"Kapten"
(A Short Story Against War)
by
Irat R. Feiskhanov
Kami menemukan kapten di kamarnya. Dia telah meninggalkan sedikit puisi untuk kami:
Saya bisa menatap seribu yard
Dan bauku tidak sedap;
Ada sesuatu yang saya bahas
Saya tidak harus tertutup.Saya tidak bisa tidur
Meskipun mungkin aku seharusnya;
Saya pikir saya bisa mengatasinya, teman-teman saya:
Ternyata saya tidak bisa.Mungkin trik bermain cuaca;
Mungkin ini hanya hari ini;
Jika Anda berkesempatan menemukan catatan ini:
Ketahuilah bahwa tidak apa-apa.
Ya, itu adalah sentimen.
"Tidak apa-apa," kataku pada tubuhnya.
Nanti kami menyanyikannya untuk ke surga, atau di mana pun itu mereka terus memberi tahu kami bahwa kami menyanyikan lagu untuk orang-orang.

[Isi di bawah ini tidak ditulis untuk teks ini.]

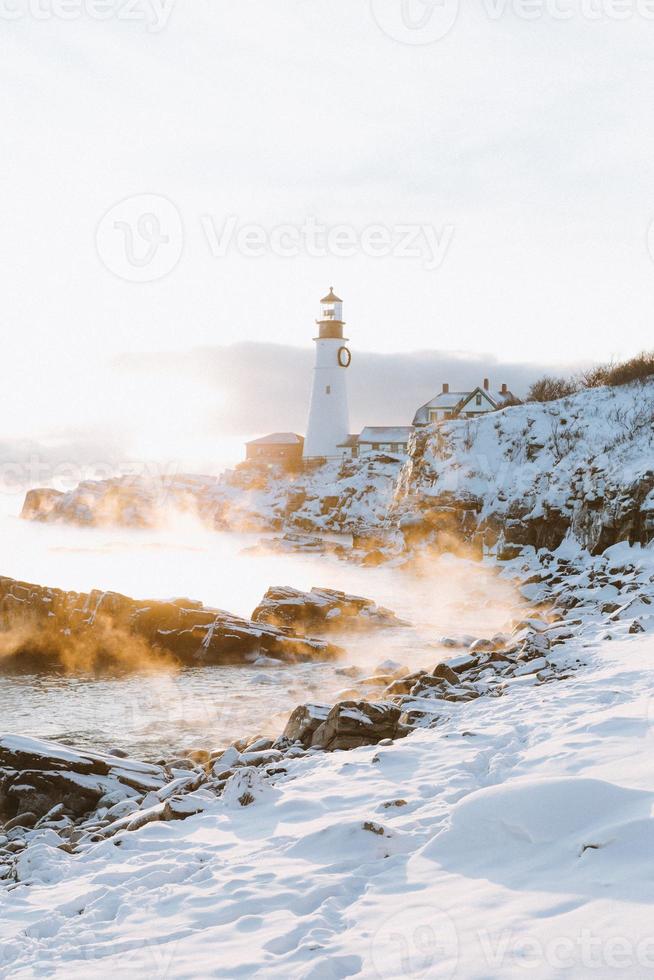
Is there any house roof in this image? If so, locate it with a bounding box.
[413,387,514,425]
[459,388,498,411]
[245,432,304,446]
[359,425,413,443]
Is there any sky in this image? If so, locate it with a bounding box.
[0,0,654,478]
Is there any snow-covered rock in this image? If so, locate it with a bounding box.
[0,577,339,673]
[393,380,654,560]
[252,586,407,633]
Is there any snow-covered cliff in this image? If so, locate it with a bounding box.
[23,380,654,556]
[392,380,654,554]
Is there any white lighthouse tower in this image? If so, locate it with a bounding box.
[304,287,352,459]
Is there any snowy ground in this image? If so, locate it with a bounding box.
[0,549,654,980]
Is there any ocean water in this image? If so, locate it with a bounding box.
[0,502,519,758]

Kami semua lelah. Satu-satunya alasan seseorang tidak menyimpang adalah karena pertimbangan rekan-rekan mereka; tetapi rekan-rekan itu tidak punya alasan untuk tidak menyinggung diri selain timbal balik.
Sang kapten, tampaknya, telah menemukan jalan keluar: tinggalkan puisi, dan katakan tidak apa-apa.
Ini adalah taktik yang agak umum: seseorang percaya diri, meskipun tidak ada yang ditemukan di dalamnya; idenya adalah bahwa menyatakan keprihatinan akan merusak keberhasilan misi.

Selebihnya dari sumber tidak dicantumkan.